There are two common concerns when discussing acoustics within a defined space:
One cause of noise build up within the space is reverberation (echoes or continued multiple reflections) such as in a large space that has hard reflective surfaces using non porous construction materials like brick, concrete, glass, gypsum, tile etc. The other primary cause is focused reflections of sound energy resulting from curves such as domes, peaks or concave surfaces. The solution to the noise build up, other than design change, is to provide absorptive materials that will reduce reverberation time (the time it takes for the sound to become inaudible after the source stops transmitting) and limit potentially distracting reflections caused primarily by the shape of interior surfaces. Enter NRC!
NRC (Noise Reduction Coefficient) is a single number index used to rate the absorptive efficiency of materials (acoustic ceiling tiles, baffles and banners, office screens, acoustic wall panels etc.) that may be used to address & hopefully solve the anticipated noise build up. The absorptive coefficients of various materials and assemblies are determined through the use of a standardized ASTM testing procedure (ASTM C423) in reverberation rooms of accredited acoustical laboratories & using samples of materials and specific mounting methods.
After the material and mounting method has been tested and results tabulated, an NRC rating is calculated. The NRC rating is an average of how absorptive the material is for the mid-frequencies of sound (250, 500, 1000 & 2000 Hz) and expressed as a decimal rounded to the nearest 5%. Since the frequency range – therefore hearing range – of audible sound is 16Hz to 16,000 Hz or higher, the NRC testing procedure and the NRC number provides no information as to how absorptive a material is in the low (below 250 Hz) or high frequencies (above 2000 Hz) that might be generated by music, mechanical equipment or other non tested frequencies. Examples: a typical sound system will generate sound ranging from 16 Hz to 18000 Hz: a tuba 50 Hz to 500 Hz: a drum 70 Hz to 200 Hz (remember this drum as you read on): a piano 32 Hz to 4000 Hz: normal speech from 125 Hz to 8000 Hz. Note in these examples that none of the sound generated by a drum and only portions of the other common sounds will be absorbed by the medium.

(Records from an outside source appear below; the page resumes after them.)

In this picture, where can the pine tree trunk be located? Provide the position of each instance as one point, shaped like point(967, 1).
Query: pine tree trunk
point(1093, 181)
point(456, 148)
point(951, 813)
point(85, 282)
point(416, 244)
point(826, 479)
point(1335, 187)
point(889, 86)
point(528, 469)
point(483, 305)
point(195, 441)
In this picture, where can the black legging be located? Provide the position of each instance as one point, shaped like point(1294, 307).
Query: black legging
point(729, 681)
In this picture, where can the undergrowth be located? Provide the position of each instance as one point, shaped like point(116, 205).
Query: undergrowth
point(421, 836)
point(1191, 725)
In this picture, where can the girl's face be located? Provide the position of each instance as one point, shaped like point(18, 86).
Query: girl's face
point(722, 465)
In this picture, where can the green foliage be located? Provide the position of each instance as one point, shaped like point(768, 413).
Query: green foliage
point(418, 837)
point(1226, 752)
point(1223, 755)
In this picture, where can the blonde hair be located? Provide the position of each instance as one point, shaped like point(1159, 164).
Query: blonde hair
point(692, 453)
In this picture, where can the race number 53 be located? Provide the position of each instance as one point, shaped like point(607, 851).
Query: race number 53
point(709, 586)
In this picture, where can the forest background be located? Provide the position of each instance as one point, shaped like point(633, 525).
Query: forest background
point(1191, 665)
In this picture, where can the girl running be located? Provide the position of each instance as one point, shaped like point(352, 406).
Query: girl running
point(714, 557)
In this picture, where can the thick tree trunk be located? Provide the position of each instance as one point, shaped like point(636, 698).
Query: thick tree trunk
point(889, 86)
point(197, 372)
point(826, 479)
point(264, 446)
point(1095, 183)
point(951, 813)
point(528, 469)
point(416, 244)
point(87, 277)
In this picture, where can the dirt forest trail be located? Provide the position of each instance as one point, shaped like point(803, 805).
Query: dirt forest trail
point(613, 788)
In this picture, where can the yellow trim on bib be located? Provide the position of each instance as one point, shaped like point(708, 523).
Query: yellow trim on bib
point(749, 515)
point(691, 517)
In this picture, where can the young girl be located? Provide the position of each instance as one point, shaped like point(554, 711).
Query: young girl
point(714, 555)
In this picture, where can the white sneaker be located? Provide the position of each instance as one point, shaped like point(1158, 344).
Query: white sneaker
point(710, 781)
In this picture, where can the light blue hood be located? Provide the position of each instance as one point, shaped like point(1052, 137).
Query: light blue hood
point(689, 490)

The NRC rating can range from 0.00 (perfectly reflected) to 1.00 (perfectly absorbed). For example a material with an NRC of .90 will absorb 90% of the sound within the tested range of 250 to 2000 Hz that comes into contact with it and will reflect 10% of the sound back into the space.
So what does NRC have to do with operable partitions? The primary function of an operable partition is to divide sight, sound and people and be aesthetically pleasing while doing so. Acoustically the partition is primarily designed to contain sound within a space (STC) but not to prevent the build up of the noise (NRC). But every once in awhile a specification will call for a partition to have an NRC rating in addition to an STC rating.
There are two ways to accomplish this: make the partition sound absorbent by perforating the steel skin thus allowing access to a sound absorbent core (provides an NRC rating but significantly lowers the STC rating) or attaching independent sound absorbent panels to the panel skins (provides an NRC rating, maintains the partition STC rating but increases the panel thickness and stack depth.) If you want details as to how these methods are accomplished please contact Moderco. But the big question is whether or not there is any advantage to having a partition with an NRC rating or should this be a separate issue or requirement & addressed by more conventional means?
We believe that there are far better alternatives to solving noise build up within a space then perforating an operable partition panel and reduce it’s effectiveness in reducing sound transmission from one side to the other.